Motivés par des préoccupations d'ordre public aussi bien que sociales, soucieux de s'attacher et de contrôler leur main-d'œuvre, patrons et directeurs d'usine suscitent au sein de leurs établissements des associations musicales (que l'industriel catholique Léon Harmel regroupait parmi les " sociétés de préservation morale " de sa Corporation du Val-des-Bois). Ils en assurent souvent la présidence, prennent en charge le salaire du chef de la musique, l'achat des instruments, l'éducation des jeunes, et jusqu'à la construction de salles de réunions ou de kiosques. L'embauche dans l'entreprise peut même être fonction des capacités musicales des ouvriers. Les succès doivent en conséquence être à la hauteur des sacrifices financiers : c'est l'image de marque de l'usine qui est à défendre à travers la fanfare ou l'harmonie.

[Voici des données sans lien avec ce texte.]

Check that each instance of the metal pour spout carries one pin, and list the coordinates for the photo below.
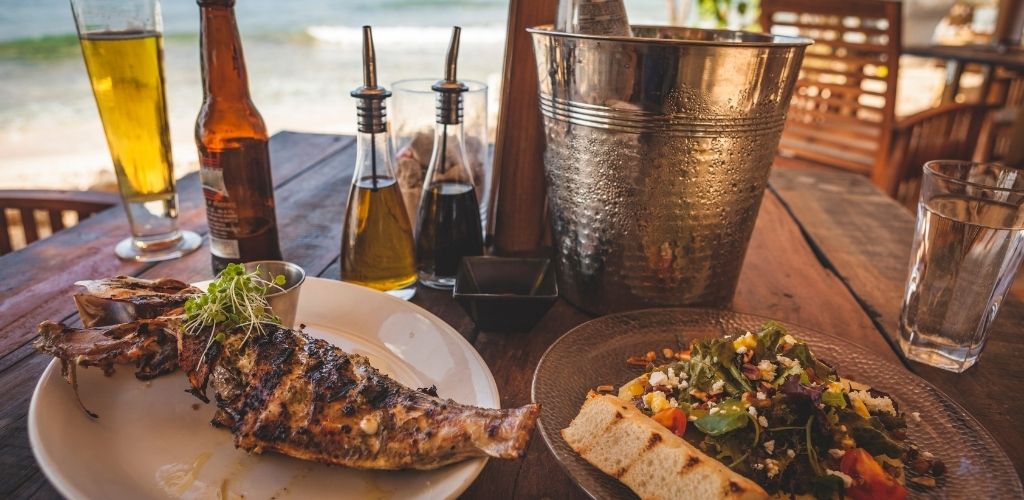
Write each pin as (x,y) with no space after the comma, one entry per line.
(371,111)
(450,89)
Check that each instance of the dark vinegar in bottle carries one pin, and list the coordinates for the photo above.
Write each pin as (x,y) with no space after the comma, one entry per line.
(450,230)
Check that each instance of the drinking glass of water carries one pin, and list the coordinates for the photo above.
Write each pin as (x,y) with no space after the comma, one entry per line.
(967,249)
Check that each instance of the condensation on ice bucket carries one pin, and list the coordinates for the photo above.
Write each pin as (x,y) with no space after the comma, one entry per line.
(657,154)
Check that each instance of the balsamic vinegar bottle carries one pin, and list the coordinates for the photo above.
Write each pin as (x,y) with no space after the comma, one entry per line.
(377,238)
(449,222)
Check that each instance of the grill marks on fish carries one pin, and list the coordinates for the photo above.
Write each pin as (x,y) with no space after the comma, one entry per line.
(304,398)
(286,391)
(124,299)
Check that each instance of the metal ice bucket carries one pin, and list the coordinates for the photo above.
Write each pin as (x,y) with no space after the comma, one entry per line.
(657,156)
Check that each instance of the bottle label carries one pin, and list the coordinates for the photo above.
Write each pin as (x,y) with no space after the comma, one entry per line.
(221,209)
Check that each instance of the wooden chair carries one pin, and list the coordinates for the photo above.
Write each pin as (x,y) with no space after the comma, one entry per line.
(844,102)
(54,204)
(947,132)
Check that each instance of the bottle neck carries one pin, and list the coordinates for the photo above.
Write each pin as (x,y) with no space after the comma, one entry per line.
(374,167)
(223,65)
(448,161)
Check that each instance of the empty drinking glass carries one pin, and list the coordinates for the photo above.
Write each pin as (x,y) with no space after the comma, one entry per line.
(967,249)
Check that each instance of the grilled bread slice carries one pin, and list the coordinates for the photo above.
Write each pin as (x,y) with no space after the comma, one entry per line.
(614,436)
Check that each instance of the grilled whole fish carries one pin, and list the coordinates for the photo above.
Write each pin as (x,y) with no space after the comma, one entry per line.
(289,392)
(124,299)
(285,391)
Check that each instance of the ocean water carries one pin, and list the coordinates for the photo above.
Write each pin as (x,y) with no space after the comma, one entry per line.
(303,58)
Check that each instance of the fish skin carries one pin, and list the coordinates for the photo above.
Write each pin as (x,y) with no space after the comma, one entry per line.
(301,397)
(124,299)
(150,344)
(285,391)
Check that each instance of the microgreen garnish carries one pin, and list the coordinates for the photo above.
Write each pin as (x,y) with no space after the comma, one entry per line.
(235,301)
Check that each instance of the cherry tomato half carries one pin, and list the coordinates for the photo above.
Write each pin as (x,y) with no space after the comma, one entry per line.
(869,481)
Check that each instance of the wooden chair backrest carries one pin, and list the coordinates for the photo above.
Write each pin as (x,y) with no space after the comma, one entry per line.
(947,132)
(844,102)
(52,205)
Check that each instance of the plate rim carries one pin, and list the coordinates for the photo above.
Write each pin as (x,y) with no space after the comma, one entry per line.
(551,449)
(68,490)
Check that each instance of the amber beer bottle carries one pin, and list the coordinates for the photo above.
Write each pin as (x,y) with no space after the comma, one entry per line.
(235,162)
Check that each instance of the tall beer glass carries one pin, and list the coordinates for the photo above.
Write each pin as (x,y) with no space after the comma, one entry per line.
(122,44)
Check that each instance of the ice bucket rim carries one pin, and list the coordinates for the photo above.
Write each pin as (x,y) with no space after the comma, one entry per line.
(766,40)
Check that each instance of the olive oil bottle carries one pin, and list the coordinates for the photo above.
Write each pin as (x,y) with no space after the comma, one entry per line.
(377,237)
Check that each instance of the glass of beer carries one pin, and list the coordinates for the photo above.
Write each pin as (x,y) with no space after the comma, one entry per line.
(967,249)
(122,44)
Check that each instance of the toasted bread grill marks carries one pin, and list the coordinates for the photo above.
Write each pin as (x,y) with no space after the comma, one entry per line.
(647,457)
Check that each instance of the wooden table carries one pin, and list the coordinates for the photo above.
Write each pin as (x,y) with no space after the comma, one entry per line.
(829,252)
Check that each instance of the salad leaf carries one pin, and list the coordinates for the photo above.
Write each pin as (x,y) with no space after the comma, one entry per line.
(726,355)
(768,339)
(801,352)
(731,416)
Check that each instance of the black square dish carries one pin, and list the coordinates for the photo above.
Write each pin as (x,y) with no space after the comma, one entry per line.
(505,293)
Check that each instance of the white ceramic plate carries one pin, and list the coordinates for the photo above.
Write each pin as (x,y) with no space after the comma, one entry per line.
(154,441)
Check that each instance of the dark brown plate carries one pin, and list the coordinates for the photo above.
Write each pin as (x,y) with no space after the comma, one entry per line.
(595,352)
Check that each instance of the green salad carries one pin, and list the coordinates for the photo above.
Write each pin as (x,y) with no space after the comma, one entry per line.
(761,403)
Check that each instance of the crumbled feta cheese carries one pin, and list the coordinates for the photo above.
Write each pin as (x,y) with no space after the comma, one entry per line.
(883,404)
(657,378)
(847,481)
(717,386)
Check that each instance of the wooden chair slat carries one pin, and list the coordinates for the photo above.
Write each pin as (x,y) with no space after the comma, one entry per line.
(843,106)
(54,203)
(29,224)
(56,219)
(5,246)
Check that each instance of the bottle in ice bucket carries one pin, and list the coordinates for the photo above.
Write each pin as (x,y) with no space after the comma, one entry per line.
(449,218)
(235,161)
(377,238)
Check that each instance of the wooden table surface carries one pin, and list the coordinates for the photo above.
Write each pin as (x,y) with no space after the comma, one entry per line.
(829,252)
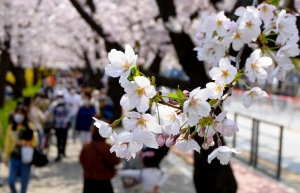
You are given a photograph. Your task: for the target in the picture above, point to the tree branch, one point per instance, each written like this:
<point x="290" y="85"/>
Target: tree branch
<point x="88" y="19"/>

Celles-ci sont ainsi présentes à toutes les réceptions, à toutes les fêtes et processions, participent aux concours régionaux et nationaux, etc.

Elles se développent dans la région dès les débuts de la Troisième République ; les principaux secteurs industriels et tertiaires en connaissent, a fortiori en cas de concentration au sein de cités ouvrières : bonneterie (Troyes), forges et fonderies (Bayard, Marnaval, Bussy-Vecqueville), tissage (Reims, Warmeriville), verreries (Bayel, Reims), tonnellerie et vins de champagne (Epernay, Reims), mais aussi personnel des sociétés du gaz, de l'enseignement ou des PTT ; on fera une place particulière aux harmonies des chemins de fer de l'Est, qui ont existé dans les principaux centres ferroviaires de Champagne-Ardenne, et qui se sont souvent maintenues jusqu'à nos jours, sous l'égide de l'Union artistique et intellectuelle des cheminots français (ainsi à Charleville, Nouvion-sur-Meuse, Romilly-sur -Seine, Châlons-en-Champagne, Epernay ou Chalindrey).

Plus qu'un simple divertissement pour les ouvriers au sortir de leur travail, la fanfare forme ainsi un lien affectif entre le travailleur et son usine, y entretient un " esprit de famille " paternaliste. Les mouvements syndicaux s'en méfient et le critiquent, même si les partis de gauche ont pu à leur tour utiliser la musique comme un instrument de sociabilité.

Musiques scolaires, de patronages et sportives

Des collèges publics aux institutions des Frères, de l'École des arts et métiers de Châlons à la faculté de médecine de Reims, nombre d'établissements d'enseignement proposent, comme animation extra-scolaire, la participation à de petits orchestres, harmonies ou chorales.

Un même souci d'encadrement de la jeunesse, dans une perspective de préservation sociale et de défense religieuse face aux débats politiques des années 1880-1910, a incité l'Église à multiplier les patronages : compléments de l'école, ils proposent une formation intégrale, associant pratique religieuse, activités spirituelles et morales (cercles d'études) aussi bien que ludiques (gymnastique, musique, théâtre, plus tard cinéma). Des sociétés paroissiales de gymnastique et de musique, aux noms évocateurs (Les Jeunes, L'Alerte, L'Intrépide, La Jeanne-d'Arc, L'Espérance ou encore La Persévérante), en sont le prolongement à partir du début du XXe siècle.

De fait, sports et musiques sont très proches, en tant que principaux loisirs populaires collectifs, et ont même une mission commune, développer les forces physiques et morales de la jeunesse. Les sociétés sportives, en général de gymnastique, parfois vélocipédiques ou nautiques, organisent, elles aussi, des concerts, des fêtes, et peuvent se constituer leur propre fanfare pour coordonner les mouvements ou jouer lors des défilés (ainsi la fanfare de la Société des régates rémoises, fondée en 1858).